# from David Cantrell
# on Friday 04 January 2008 09:13:
>> my $feb_1st = today->next('month');
>> my $jan_6th = today->next('week');
>
>That's very confusing. "Today next week" means Friday 11th. "Today
>next month" would mean either the first Friday of next month, or the
> 4th day of next month.
Well, two those things are covered by the operator API, so that's not
what I have in mind. Perhaps the methods should not be last/this/next?
The 4th of next month would just be
date('2008-01-04')+1*months
One week later is just:
date('2008-01-04')+7
The first friday of the month is a bit different (the first of next
month would be "today->end_of_month + 1", but then you have to check
the dow() and wander around a bit.) Perhaps an nth_foo_of_the_month()
method or so...
Of course, "today->end_of_month + 1" is useful and common, but that's a
bit clunky. today->start_of_next_month starts to get a bit wordy.
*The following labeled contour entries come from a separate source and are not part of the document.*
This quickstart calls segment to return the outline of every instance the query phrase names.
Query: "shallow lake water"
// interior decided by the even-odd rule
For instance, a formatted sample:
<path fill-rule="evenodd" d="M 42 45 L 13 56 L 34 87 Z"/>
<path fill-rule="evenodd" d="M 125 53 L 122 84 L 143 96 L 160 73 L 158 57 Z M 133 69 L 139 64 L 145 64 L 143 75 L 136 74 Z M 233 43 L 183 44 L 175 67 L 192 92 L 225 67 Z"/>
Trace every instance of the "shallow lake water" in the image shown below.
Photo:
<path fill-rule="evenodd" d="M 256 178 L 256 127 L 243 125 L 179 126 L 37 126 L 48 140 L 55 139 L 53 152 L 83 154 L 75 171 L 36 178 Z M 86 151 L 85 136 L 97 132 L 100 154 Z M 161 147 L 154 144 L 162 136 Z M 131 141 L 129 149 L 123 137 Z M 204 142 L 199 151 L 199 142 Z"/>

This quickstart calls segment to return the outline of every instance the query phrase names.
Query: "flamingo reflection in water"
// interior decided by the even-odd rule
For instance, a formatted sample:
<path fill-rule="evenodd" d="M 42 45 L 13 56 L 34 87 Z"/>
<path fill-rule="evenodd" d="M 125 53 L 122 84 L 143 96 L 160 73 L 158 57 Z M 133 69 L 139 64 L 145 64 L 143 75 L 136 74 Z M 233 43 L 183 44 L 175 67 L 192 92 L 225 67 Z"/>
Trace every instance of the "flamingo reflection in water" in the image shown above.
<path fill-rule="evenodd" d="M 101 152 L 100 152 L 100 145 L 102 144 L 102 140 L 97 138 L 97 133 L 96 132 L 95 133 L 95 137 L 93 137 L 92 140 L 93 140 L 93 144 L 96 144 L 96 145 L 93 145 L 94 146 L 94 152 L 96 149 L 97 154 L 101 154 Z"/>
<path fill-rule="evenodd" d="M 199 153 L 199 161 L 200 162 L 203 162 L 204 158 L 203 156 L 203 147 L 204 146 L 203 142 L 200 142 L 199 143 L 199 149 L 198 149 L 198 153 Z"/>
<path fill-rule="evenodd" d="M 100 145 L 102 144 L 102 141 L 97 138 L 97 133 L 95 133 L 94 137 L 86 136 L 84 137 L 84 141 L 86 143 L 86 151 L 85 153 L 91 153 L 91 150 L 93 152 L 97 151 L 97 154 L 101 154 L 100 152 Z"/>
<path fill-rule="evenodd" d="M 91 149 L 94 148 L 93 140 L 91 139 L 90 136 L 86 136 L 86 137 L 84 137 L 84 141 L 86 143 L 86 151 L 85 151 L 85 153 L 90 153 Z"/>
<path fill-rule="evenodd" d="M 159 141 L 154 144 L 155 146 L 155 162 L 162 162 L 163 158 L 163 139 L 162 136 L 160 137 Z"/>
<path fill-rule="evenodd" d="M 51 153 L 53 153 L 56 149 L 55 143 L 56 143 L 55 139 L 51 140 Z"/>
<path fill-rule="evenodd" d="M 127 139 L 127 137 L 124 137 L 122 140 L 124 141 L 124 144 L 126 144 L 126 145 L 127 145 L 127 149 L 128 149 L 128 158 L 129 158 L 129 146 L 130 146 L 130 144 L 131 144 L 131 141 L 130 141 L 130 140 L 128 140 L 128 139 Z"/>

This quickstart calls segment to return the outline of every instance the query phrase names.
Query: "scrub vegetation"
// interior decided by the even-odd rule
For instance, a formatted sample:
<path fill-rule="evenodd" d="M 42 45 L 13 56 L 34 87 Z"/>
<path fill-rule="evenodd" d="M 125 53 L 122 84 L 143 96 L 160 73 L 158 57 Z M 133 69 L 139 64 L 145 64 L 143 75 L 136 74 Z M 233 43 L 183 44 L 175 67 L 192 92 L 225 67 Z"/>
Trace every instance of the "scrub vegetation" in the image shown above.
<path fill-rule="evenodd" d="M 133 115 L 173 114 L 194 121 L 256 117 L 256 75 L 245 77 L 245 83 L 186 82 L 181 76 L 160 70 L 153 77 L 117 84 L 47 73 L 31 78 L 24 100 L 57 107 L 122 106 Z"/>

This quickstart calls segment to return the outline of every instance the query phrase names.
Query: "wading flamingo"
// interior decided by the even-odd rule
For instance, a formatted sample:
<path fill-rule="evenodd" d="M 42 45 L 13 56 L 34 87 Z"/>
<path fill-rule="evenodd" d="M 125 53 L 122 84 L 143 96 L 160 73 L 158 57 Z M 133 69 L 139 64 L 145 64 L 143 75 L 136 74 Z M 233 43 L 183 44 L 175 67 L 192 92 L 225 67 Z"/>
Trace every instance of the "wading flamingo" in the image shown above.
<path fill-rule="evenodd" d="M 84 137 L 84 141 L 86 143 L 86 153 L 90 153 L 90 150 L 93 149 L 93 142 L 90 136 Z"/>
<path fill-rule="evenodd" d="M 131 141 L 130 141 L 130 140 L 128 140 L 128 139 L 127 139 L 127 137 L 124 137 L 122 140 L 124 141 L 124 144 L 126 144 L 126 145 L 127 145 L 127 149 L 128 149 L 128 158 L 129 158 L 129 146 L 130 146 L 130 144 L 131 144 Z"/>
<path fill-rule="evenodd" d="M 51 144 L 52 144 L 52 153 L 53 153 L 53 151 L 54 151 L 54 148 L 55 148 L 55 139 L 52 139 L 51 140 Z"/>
Thus, the behavior of next/this/last.
I'm not trying to parse English usage or context, I just want a terse
API to do useful things with dates and I would like the behavior to be
*close* to what you would expect it would do. If expectations are all
over the map, then I guess everyone will just have to read the
manual :-)
Forgetting for a second what a human might mean by "this friday", the
fact remains that it would be convenient to have a concise,
programmatic way to determine which date is "the friday" within a given
week. For some humans, this might mean that the answer corresponds to
expectations (remember: I'm designing a documented API, not an Eliza.)
From what I've heard, I'm inclined to stick with the original plan for
last/this/next, but it sounds like previous()/following() methods may
be useful:
$dec28 = today->previous('friday');
$jan11 = today->following('friday');
Now that I think about it, the next/last methods are actually redundant,
as the "friday of last week" is just:
today->this("friday") - 1*weeks
Where (roughly, and with no month/year/abbreviation features):
sub this {
my $self = shift;
my ($want) = @_;
my $start = $self->start_of_week;
my ($day) = grep({lc($_->dayname) eq lc($want)}
$start->thru($start+7)
);
return($day);
}
Though I might still leave them there to satisfy my syntactic
sweettooth.
--Eric
--
"Everything should be made as simple as possible, but no simpler."